1. **Gini Impurity**:
   - Used in CART (Classification and Regression Trees).
   - Measures the frequency at which any element of the dataset would be mislabeled if it was randomly labeled according to the distribution of labels in the dataset.
   - Formula: \( Gini(D) = 1 - \sum_{i=1}^{C} p_i^2 \)
     where \( p_i \) is the probability of an element being classified into a particular class.

2. **Information Gain**:
   - Used in ID3 and C4.5.
   - Measures the reduction in entropy or uncertainty about the dataset.
   - Formula: \( IG(T, X) = Entropy(T) - \sum_{v \in Values(X)} \frac{|T_v|}{|T|} \times Entropy(T_v) \)
     where \( T \) is the total dataset, \( X \) is a feature, and \( T_v \) is the subset of \( T \) where feature \( X \) has value \( v \).

3. **Gain Ratio**:
   - Used in C4.5.
   - Modifies Information Gain by taking the intrinsic information of a split into account.
   - Formula: \( GainRatio(T, X) = \frac{IG(T, X)}{SplitInformation(T, X)} \)
     where \( SplitInformation(T, X) = - \sum_{v \in Values(X)} \frac{|T_v|}{|T|} \log_2 \frac{|T_v|}{|T|} \).

4. **Chi-Square**:
   - Used in CHAID.
   - Measures the statistical significance of the association between the feature and the target variable.
   - Formula: \( \chi^2 = \sum \frac{(O - E)^2}{E} \)
     where \( O \) is the observed frequency and \( E \) is the expected frequency.

5. **Reduction in Variance**:
   - Used for regression trees.
   - Measures the reduction in variance as a result of a split.
   - Formula: \( \Delta Var = Var(T) - \sum_{v \in Values(X)} \frac{|T_v|}{|T|} \times Var(T_v) \)
     where \( Var \) is the variance of the target variable in dataset \( T \).

6. **Mean Squared Error (MSE)**:
   - Another criterion for regression trees.
   - Measures the average of the squares of the errors or deviations from the predicted values.
   - Formula: \( MSE = \frac{1}{n} \sum_{i=1}^{n} (y_i - \hat{y}_i)^2 \)
     where \( y_i \) is the actual value and \( \hat{y}_i \) is the predicted value.

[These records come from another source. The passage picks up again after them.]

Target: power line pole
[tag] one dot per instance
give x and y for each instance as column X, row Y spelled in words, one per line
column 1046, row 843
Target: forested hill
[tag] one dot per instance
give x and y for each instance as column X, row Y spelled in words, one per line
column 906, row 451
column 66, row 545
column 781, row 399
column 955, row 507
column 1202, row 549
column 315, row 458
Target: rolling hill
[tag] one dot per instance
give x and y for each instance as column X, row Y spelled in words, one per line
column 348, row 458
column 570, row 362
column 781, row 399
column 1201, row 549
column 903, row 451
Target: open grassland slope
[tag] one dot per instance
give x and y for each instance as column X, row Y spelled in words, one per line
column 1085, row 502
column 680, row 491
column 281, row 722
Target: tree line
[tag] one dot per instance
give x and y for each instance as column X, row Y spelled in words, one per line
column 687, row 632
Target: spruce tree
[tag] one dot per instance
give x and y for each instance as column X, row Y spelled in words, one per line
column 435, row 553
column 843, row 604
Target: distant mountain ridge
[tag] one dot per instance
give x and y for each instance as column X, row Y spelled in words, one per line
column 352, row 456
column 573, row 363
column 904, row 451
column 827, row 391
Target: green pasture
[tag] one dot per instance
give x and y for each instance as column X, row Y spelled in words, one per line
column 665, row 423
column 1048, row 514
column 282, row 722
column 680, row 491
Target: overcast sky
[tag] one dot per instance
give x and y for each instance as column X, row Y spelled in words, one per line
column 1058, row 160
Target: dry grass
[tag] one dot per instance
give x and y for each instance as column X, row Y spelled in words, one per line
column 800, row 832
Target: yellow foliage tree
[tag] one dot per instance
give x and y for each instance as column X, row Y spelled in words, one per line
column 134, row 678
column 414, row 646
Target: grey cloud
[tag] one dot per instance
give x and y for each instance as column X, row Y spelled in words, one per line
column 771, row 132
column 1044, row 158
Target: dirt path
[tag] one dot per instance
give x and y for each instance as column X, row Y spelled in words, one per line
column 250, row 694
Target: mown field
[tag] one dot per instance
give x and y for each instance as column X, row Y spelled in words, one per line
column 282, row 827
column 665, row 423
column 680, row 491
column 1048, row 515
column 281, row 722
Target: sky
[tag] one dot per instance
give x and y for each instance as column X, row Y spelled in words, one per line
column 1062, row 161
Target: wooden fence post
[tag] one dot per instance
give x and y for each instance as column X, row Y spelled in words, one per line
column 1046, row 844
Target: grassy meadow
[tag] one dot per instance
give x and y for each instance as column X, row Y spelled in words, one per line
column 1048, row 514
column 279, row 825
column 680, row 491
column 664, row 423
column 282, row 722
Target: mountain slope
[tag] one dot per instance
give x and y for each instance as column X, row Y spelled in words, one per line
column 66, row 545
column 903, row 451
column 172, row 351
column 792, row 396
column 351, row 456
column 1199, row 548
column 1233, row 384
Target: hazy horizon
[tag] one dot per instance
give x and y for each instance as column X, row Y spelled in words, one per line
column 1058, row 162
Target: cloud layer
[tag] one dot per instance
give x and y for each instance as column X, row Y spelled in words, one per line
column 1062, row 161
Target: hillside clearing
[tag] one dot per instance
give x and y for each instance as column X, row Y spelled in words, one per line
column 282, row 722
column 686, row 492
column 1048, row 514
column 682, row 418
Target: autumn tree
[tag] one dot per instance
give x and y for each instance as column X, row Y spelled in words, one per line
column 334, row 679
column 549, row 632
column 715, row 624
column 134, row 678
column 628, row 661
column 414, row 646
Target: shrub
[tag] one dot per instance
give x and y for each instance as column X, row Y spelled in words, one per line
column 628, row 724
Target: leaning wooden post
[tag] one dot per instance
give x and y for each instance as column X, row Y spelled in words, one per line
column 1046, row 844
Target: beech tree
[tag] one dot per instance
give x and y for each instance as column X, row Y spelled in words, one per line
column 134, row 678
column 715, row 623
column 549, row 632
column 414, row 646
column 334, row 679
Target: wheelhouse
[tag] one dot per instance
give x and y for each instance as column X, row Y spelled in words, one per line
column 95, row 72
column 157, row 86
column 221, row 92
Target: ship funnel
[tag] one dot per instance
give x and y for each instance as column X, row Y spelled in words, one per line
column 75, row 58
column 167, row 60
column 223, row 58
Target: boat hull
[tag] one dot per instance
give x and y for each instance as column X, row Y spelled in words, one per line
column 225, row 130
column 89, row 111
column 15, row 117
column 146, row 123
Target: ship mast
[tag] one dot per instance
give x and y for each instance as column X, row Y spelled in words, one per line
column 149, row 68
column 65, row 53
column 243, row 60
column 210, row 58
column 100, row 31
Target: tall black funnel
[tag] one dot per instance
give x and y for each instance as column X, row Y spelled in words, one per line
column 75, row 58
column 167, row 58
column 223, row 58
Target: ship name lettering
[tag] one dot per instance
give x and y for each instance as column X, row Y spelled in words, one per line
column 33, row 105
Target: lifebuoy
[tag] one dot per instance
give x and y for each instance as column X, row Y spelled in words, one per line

### Approaches to Feature Selection

1. **Greedy Approach**:
   - Selects the best feature at each node based on the chosen criterion.
   - Iteratively adds features that contribute most to the model’s performance.

2. **Recursive Feature Elimination (RFE)**:
   - Starts with all features and recursively removes the least important feature at each iteration.
   - Used to select the most relevant features.

3. **Embedded Methods**:
   - Integrates feature selection as part of the model training process.
   - Decision trees naturally perform feature selection as part of the algorithm.

4. **Filter Methods**:
   - Uses statistical techniques to evaluate the relevance of features before the model training process.
   - Examples include correlation coefficients and ANOVA tests.

5. **Wrapper Methods**:
   - Uses a predictive model to evaluate the combination of features and select the best subset.
   - Computationally expensive but often provides better performance.

By employing these criteria and approaches, decision trees can effectively select the most relevant features, leading to better model performance and interpretability.